Ольшанский отвлекся, повернувшись к Тихонову.
— Дай помогу, — предложил он, помогая Мише над плечом закрепить ножны с десантным ножом рукояткой вниз.
— Чечи понимают только силу! — бросил Лаженков и рывком встряхнул свой РД, проверяя, чтобы ничем не гремел. — Порядок.
— Это уж точно, — отозвался Ланцов.
— В Гражданскую им здорово от белых перепало на орехи, — продолжал Лаженков.
— В Гражданскую?
— Ага.
— Так, что они были за красных?
— Не то, чтобы за красных, скорее за свободу, за анархию в Чечне. Особенно от этой свободы доставалось терскому казачеству. Грабили всех подряд, прикрываясь большевиками и их лозунгами. А тем того и надо было, чтобы непокорное казачество под корень извести. Вот белые и стали усмирять находящихся в тылу у Добровольческой армии «абреков». Деникин попытался с ними договориться, да ни в какую. Не получается. Вот тогда за дело взялся генерал Драценко. Покумекал своей башкой. Гоняться по горам за джигитами — дохлый номер. Что самое дорогое у горца? Родовой дом. Где он родился, где родились и жили его предки. Представляете, братцы, генералу понадобилось всего-навсего восемнадцать дней, чтобы усмирить «чечей». Вот у кого нашим доблестным полководцам поучиться.
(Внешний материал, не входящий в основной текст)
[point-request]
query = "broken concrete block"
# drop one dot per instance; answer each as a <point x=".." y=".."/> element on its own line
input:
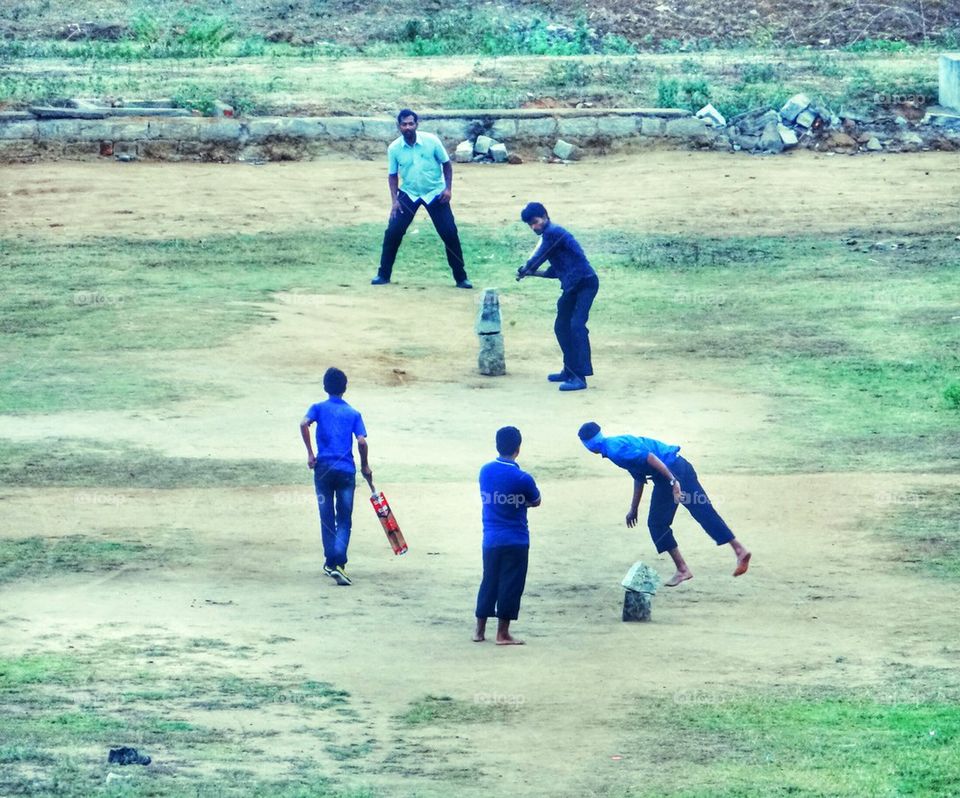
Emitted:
<point x="770" y="140"/>
<point x="483" y="144"/>
<point x="794" y="106"/>
<point x="464" y="152"/>
<point x="566" y="151"/>
<point x="787" y="136"/>
<point x="712" y="116"/>
<point x="641" y="578"/>
<point x="488" y="317"/>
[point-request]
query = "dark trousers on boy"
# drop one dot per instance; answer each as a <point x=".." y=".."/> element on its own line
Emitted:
<point x="573" y="311"/>
<point x="695" y="499"/>
<point x="504" y="576"/>
<point x="441" y="214"/>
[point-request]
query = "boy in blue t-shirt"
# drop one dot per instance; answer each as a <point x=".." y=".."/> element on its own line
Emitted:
<point x="334" y="473"/>
<point x="675" y="482"/>
<point x="506" y="491"/>
<point x="579" y="284"/>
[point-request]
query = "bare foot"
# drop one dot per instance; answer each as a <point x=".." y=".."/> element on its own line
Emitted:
<point x="743" y="562"/>
<point x="678" y="577"/>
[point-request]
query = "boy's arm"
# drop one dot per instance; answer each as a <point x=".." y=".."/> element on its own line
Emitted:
<point x="305" y="434"/>
<point x="548" y="243"/>
<point x="364" y="448"/>
<point x="657" y="464"/>
<point x="635" y="502"/>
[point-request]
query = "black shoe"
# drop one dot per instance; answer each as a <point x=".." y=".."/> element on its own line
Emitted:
<point x="127" y="756"/>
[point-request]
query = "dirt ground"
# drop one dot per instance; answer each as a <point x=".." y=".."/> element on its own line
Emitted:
<point x="660" y="192"/>
<point x="825" y="602"/>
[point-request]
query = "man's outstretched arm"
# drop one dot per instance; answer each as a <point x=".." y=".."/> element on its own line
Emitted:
<point x="305" y="434"/>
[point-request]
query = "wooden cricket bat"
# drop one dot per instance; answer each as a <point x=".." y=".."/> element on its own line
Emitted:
<point x="387" y="520"/>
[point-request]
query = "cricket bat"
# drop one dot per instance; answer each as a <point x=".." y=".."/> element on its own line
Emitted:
<point x="387" y="520"/>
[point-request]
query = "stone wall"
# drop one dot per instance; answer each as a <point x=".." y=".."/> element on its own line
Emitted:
<point x="121" y="133"/>
<point x="25" y="137"/>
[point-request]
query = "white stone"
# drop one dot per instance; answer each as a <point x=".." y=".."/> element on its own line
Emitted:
<point x="794" y="106"/>
<point x="464" y="152"/>
<point x="565" y="151"/>
<point x="949" y="95"/>
<point x="483" y="144"/>
<point x="712" y="115"/>
<point x="787" y="136"/>
<point x="499" y="152"/>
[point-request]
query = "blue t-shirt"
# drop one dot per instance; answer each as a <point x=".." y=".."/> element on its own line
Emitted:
<point x="420" y="167"/>
<point x="505" y="491"/>
<point x="630" y="452"/>
<point x="337" y="424"/>
<point x="568" y="263"/>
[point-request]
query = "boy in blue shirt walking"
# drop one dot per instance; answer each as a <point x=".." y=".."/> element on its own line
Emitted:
<point x="674" y="482"/>
<point x="334" y="473"/>
<point x="506" y="491"/>
<point x="579" y="283"/>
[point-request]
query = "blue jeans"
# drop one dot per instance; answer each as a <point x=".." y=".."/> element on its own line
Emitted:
<point x="335" y="501"/>
<point x="695" y="499"/>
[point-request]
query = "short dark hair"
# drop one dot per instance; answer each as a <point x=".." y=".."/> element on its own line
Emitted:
<point x="508" y="440"/>
<point x="589" y="430"/>
<point x="533" y="209"/>
<point x="334" y="381"/>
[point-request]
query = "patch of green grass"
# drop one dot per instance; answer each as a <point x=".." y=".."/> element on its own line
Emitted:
<point x="441" y="710"/>
<point x="924" y="522"/>
<point x="807" y="747"/>
<point x="36" y="558"/>
<point x="96" y="464"/>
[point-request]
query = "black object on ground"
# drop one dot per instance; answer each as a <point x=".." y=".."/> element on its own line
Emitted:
<point x="127" y="756"/>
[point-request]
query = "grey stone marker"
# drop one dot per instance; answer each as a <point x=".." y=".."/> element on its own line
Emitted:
<point x="491" y="361"/>
<point x="641" y="583"/>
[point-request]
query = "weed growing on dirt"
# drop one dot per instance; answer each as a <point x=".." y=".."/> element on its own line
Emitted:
<point x="96" y="464"/>
<point x="440" y="710"/>
<point x="36" y="558"/>
<point x="924" y="525"/>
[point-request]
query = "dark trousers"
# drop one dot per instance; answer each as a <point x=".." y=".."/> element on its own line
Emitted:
<point x="441" y="215"/>
<point x="695" y="499"/>
<point x="335" y="501"/>
<point x="573" y="310"/>
<point x="504" y="575"/>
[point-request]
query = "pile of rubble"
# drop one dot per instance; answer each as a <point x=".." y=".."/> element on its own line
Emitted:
<point x="801" y="122"/>
<point x="484" y="148"/>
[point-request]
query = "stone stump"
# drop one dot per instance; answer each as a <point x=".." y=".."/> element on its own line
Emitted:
<point x="641" y="582"/>
<point x="492" y="361"/>
<point x="637" y="606"/>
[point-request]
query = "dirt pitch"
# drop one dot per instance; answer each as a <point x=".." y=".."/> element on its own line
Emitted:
<point x="816" y="607"/>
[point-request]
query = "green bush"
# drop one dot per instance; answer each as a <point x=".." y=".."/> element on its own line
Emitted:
<point x="952" y="395"/>
<point x="668" y="92"/>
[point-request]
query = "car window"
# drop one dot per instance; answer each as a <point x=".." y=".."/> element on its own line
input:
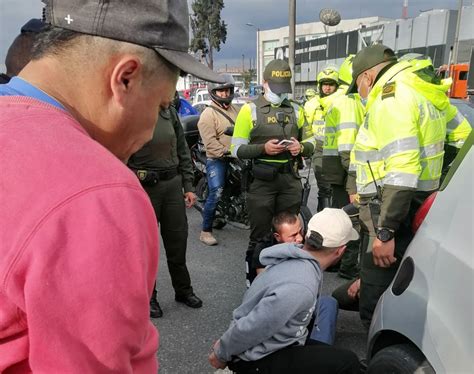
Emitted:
<point x="466" y="148"/>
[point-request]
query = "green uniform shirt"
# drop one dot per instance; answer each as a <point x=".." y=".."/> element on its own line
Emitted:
<point x="167" y="149"/>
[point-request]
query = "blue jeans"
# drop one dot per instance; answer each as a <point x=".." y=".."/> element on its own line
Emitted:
<point x="324" y="329"/>
<point x="215" y="169"/>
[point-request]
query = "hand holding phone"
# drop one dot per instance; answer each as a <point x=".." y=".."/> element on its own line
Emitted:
<point x="285" y="142"/>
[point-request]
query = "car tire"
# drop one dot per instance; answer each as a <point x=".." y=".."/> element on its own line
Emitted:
<point x="399" y="359"/>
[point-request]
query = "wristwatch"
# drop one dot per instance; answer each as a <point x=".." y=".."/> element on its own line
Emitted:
<point x="384" y="234"/>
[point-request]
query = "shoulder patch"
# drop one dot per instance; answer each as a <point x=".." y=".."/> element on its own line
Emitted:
<point x="388" y="90"/>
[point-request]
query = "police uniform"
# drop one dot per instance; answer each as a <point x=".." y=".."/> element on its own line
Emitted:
<point x="402" y="139"/>
<point x="164" y="168"/>
<point x="435" y="89"/>
<point x="342" y="124"/>
<point x="276" y="186"/>
<point x="315" y="112"/>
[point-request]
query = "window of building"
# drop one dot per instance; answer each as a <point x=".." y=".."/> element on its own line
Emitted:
<point x="269" y="46"/>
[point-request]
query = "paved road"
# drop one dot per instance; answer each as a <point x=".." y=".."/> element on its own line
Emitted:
<point x="218" y="278"/>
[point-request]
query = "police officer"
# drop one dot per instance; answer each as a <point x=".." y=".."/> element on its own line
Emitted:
<point x="309" y="94"/>
<point x="435" y="89"/>
<point x="399" y="148"/>
<point x="315" y="111"/>
<point x="165" y="171"/>
<point x="212" y="125"/>
<point x="342" y="122"/>
<point x="272" y="131"/>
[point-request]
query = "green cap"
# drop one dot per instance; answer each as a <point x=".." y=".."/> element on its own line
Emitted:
<point x="278" y="75"/>
<point x="366" y="59"/>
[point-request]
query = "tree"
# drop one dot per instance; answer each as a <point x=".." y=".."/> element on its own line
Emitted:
<point x="208" y="29"/>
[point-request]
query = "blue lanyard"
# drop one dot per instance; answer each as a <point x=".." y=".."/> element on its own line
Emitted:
<point x="20" y="87"/>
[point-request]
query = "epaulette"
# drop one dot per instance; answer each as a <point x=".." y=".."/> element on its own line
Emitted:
<point x="388" y="90"/>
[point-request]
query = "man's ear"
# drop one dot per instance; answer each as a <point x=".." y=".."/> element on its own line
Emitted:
<point x="277" y="236"/>
<point x="125" y="76"/>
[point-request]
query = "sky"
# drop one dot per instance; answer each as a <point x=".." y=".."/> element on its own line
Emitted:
<point x="241" y="39"/>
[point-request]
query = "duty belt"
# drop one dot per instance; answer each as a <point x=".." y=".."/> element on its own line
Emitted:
<point x="283" y="168"/>
<point x="151" y="177"/>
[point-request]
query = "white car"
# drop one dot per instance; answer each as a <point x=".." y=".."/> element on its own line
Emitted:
<point x="424" y="322"/>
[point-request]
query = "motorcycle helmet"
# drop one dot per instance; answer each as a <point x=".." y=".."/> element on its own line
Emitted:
<point x="213" y="87"/>
<point x="345" y="71"/>
<point x="328" y="75"/>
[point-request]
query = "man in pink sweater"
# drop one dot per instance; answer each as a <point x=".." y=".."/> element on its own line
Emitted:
<point x="78" y="236"/>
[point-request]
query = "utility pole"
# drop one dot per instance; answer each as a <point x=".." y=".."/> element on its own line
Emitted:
<point x="291" y="41"/>
<point x="456" y="35"/>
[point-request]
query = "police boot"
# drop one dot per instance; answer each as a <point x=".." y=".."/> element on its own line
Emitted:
<point x="155" y="309"/>
<point x="323" y="202"/>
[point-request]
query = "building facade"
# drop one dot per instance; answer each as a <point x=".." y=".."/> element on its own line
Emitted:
<point x="432" y="33"/>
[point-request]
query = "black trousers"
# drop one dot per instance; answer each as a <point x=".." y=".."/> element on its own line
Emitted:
<point x="170" y="210"/>
<point x="267" y="198"/>
<point x="306" y="359"/>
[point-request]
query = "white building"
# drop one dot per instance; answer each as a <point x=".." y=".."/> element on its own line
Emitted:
<point x="431" y="33"/>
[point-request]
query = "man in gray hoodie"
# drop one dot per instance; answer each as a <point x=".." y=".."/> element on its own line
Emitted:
<point x="269" y="329"/>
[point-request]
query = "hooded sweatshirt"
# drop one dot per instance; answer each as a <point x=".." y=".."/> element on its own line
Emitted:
<point x="277" y="308"/>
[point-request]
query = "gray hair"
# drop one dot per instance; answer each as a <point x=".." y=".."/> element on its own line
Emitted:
<point x="88" y="50"/>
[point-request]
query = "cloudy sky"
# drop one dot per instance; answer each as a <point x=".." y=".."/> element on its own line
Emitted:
<point x="241" y="39"/>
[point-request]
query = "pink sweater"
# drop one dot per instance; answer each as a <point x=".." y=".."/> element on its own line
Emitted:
<point x="78" y="250"/>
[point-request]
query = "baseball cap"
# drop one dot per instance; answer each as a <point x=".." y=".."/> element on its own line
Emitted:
<point x="34" y="25"/>
<point x="162" y="25"/>
<point x="368" y="58"/>
<point x="334" y="225"/>
<point x="278" y="75"/>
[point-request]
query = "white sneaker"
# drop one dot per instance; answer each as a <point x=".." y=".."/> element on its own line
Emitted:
<point x="207" y="238"/>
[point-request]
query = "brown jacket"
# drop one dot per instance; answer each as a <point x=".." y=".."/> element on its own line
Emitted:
<point x="211" y="127"/>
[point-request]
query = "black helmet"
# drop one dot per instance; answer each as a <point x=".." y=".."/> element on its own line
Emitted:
<point x="213" y="87"/>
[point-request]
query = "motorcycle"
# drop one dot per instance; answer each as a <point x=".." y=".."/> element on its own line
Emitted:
<point x="232" y="207"/>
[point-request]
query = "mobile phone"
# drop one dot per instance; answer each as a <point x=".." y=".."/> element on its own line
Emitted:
<point x="285" y="142"/>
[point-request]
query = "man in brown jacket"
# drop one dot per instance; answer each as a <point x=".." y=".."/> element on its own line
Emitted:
<point x="212" y="124"/>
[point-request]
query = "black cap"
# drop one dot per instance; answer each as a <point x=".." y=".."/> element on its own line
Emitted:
<point x="34" y="25"/>
<point x="366" y="59"/>
<point x="278" y="75"/>
<point x="162" y="25"/>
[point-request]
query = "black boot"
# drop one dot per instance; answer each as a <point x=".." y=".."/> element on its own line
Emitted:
<point x="155" y="309"/>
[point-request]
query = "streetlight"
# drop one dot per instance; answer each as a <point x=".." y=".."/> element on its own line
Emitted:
<point x="258" y="49"/>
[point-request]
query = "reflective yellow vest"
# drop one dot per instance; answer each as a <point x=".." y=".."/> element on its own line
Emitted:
<point x="248" y="130"/>
<point x="315" y="110"/>
<point x="343" y="120"/>
<point x="402" y="137"/>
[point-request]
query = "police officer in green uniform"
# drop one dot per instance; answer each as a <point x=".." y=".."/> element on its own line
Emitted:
<point x="165" y="171"/>
<point x="397" y="157"/>
<point x="272" y="131"/>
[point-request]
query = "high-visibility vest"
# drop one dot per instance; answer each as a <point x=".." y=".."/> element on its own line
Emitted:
<point x="343" y="120"/>
<point x="259" y="121"/>
<point x="402" y="137"/>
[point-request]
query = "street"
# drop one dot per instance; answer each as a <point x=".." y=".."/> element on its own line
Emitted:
<point x="218" y="276"/>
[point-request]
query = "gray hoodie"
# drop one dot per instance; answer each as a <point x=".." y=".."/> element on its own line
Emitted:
<point x="277" y="308"/>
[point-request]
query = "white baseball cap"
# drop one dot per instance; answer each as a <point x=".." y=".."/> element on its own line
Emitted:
<point x="334" y="225"/>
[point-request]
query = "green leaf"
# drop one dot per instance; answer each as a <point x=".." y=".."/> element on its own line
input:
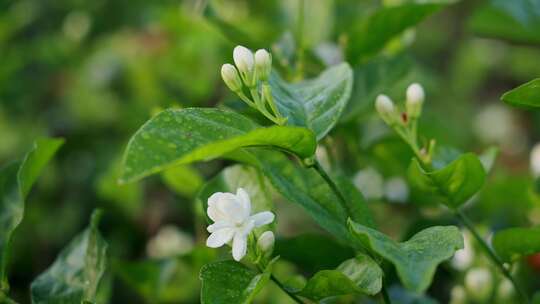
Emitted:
<point x="416" y="259"/>
<point x="16" y="180"/>
<point x="312" y="252"/>
<point x="375" y="76"/>
<point x="230" y="282"/>
<point x="305" y="187"/>
<point x="526" y="95"/>
<point x="75" y="275"/>
<point x="316" y="104"/>
<point x="516" y="20"/>
<point x="454" y="184"/>
<point x="511" y="244"/>
<point x="359" y="275"/>
<point x="176" y="137"/>
<point x="183" y="179"/>
<point x="374" y="32"/>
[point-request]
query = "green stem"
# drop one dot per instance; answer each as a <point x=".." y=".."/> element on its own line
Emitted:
<point x="491" y="254"/>
<point x="317" y="166"/>
<point x="282" y="287"/>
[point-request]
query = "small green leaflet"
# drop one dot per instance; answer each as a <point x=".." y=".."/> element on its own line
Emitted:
<point x="513" y="243"/>
<point x="230" y="282"/>
<point x="316" y="104"/>
<point x="374" y="32"/>
<point x="359" y="275"/>
<point x="454" y="184"/>
<point x="16" y="180"/>
<point x="416" y="259"/>
<point x="526" y="95"/>
<point x="76" y="274"/>
<point x="175" y="137"/>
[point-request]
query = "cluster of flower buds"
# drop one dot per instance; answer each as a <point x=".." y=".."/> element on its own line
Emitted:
<point x="405" y="122"/>
<point x="250" y="77"/>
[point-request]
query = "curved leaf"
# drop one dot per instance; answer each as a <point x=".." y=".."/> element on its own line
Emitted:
<point x="527" y="94"/>
<point x="16" y="180"/>
<point x="357" y="275"/>
<point x="316" y="103"/>
<point x="230" y="282"/>
<point x="416" y="259"/>
<point x="76" y="274"/>
<point x="175" y="137"/>
<point x="454" y="184"/>
<point x="513" y="243"/>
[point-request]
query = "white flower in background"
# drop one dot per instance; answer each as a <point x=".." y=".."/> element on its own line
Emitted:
<point x="535" y="160"/>
<point x="370" y="183"/>
<point x="396" y="189"/>
<point x="232" y="218"/>
<point x="415" y="99"/>
<point x="230" y="77"/>
<point x="266" y="241"/>
<point x="458" y="295"/>
<point x="479" y="283"/>
<point x="263" y="64"/>
<point x="463" y="258"/>
<point x="169" y="241"/>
— Как же ему удалось так быстро с «чебуреками» управиться?
— А он попросту не церемонился с ними. Выдвинул казачков, батарею, да как шарахнул из гаубиц по Алхан-Юрту. И, копец! Разрушил и дотла сжег аул. Потом, через пару дней, Валерик. За ними таким же Макаром атаковал Цацен-Юрт. А уж когда начался обстрел Гудермеса из пушек, тут уж «чечи» сами на полусогнутых к Деникину пожаловали.
— Так и надо с джигитами, раз по-хорошему они не понимают.
— А еще в каждом ауле он брал заложников.
— Да, заложнички, это самый верняк. Тут уж никуда не денешься.